The Commissioner announced his acquiescence in this Court's decision in said case, 1956-1 C.B. 5.
We think that the issue here considered is not distinguishable in principle from the issue decided in the National Clothing Co. case. Here, the shares of stock involved were issued to Walker for a price of $400, equal to the par value thereof, notwithstanding that the book value was then $3,670; and actually Walker did not pay, nor was he ever asked to pay, even this $400 price. Also, under the employment agreement, Walker could not sell, transfer, or encumber any of the shares while he was employed by the petitioner. Throughout his employment, he worked only on a probationary basis, which was subject to termination by such corporation at any time. And when his employment was terminated by petitioner, he was required to take steps for retransfer of the shares back to the corporation. These facts are similar to those involved in the National Clothing Co. case, supra; and we think that the holding therein is controlling here.

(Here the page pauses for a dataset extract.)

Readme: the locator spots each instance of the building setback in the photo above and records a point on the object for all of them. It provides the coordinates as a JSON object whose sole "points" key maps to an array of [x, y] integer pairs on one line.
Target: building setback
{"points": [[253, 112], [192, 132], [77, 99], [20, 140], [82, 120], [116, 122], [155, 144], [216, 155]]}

Moreover, it is to be observed that when in the instant case Walker's employment was terminated, the shares of stock here involved were neither immediately redeemed by, nor immediately retransferred to, the petitioner corporation; rather, under the new agreement made at said time, these shares were thereupon placed in escrow with a third party, where they were to be held until such time as the full amount of the agreed termination payment of $37,200 had been fully paid. The result of this was that title to the stock did not at that time pass to the petitioner, so as to effect a closed and completed transaction with respect to which gain or loss could then be computed. Cf. Big Lake Oil Co. v. Commissioner, (C.A. 3) 95 F. 2d 573, affirming 34 B.T.A. 1003, certiorari denied 307 U.S. 638. On the other hand, the liability of petitioner to pay that portion of the $37,200 which was designated in the employment agreement to be "compensation for the termination of the contract," accrued immediately and was not subject to any postponement. The amount so allocable to this "compensation" was $13,414 ($37,200, less stipulated book value of stock, $23,786). We think that such circumstance provides an additional reason why the payments totaling $12,750 (which are the only payments here involved) should be attributed to said immediately accrued liability for "compensation for the termination of the contract."
On the basis of all the foregoing, we hold that the petitioner is entitled to deduct for its fiscal year here involved, the amount of $12,750 which it paid to Walker during said taxable year.
Decision will be entered under Rule 50.